# Metro Boston Housing Analysis: 2013-2020 

Extract Transform Load  

Metro Boston housing prices and days on market for the period 2013-2020. In this notebook, we access the data, prepare it, and export the prepared results for downstream analysis.

Data accessed from Boston Magazine: "Best places to live, annual single family homes" web urls.  

NCH 2021

In [1]:
import os, glob
import pandas as pd

from pandas.plotting import scatter_matrix, radviz
from housinganalysis import pulldata 

## Configure

Specify whether to read the data directly from the web url, or used csv archive in repo.

In [2]:
source_from_web = False #Acquire data from url [true], or use archived csv

## Helpers

Helper function for data preparation. 

In [3]:
def prepare_data(df):
    """ETL: prepare and standardize data"""

    #Drop unnamed column 
    df = df.drop(columns=["Unnamed: 0"])

    #Corner case, 2017 data deviates from naming conventions metric:year 
    if any( df.columns.str.contains(":") ):
        new_names = []
        for item in df.columns:
            value = item.split(":")
            if len(value) == 2:
                value.reverse()
                value = " ".join(value)
            else:
                value = value[0]
            new_names.append( value )
        df.columns = new_names

    #Corner case, 2019-2020 data deviates from prior naming convention 
    if "One-Year % Change in Price" in df.columns:
        df = df.rename(columns={"One-Year Change": "One-Year Days on Market % Change"})
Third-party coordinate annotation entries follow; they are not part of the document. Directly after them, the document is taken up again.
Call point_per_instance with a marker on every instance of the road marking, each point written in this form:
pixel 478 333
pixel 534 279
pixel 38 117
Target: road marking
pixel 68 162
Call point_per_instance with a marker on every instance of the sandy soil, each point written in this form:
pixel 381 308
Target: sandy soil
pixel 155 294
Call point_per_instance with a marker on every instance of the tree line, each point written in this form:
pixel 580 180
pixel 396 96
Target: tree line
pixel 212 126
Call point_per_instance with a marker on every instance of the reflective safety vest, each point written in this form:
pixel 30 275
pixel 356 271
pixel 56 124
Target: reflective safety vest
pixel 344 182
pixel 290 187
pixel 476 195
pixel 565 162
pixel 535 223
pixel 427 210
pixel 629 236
    #Rename columns with standard modifiers
    df = df.rename(columns={
        "Town":                 "City/Town",
        "Unnamed: 0.1":         "City/Town", 
        "Neighborhood / Town":  "City/Town",
        "1-Year Change":        "One-Year Price % Change",
        "One-Year Change":      "One-Year Price % Change",
        "5-Year Change":        "Five-Year Price % Change",
        "Five-Year Change":     "Five-Year Price % Change",
        "10-Year Change":       "Ten-Year Price % Change",
        "Ten-Year Change":      "Ten-Year Price % Change",
        "One-Year Change.1":    "One-Year Days on Market % Change", 
        "One-Year Change.2":    "One-Year Number of Sales % Change", 
        })

    #Replace substrings in cases were column contains a numeric data (e.g. 2013)
    df.columns= df.columns.str.replace('No. of Sales','Number of Sales',regex=True)
    df.columns= df.columns.str.replace('Percent Change in Price','Price % Change',regex=True)
    df.columns= df.columns.str.replace('DOM','Days on Market',regex=True)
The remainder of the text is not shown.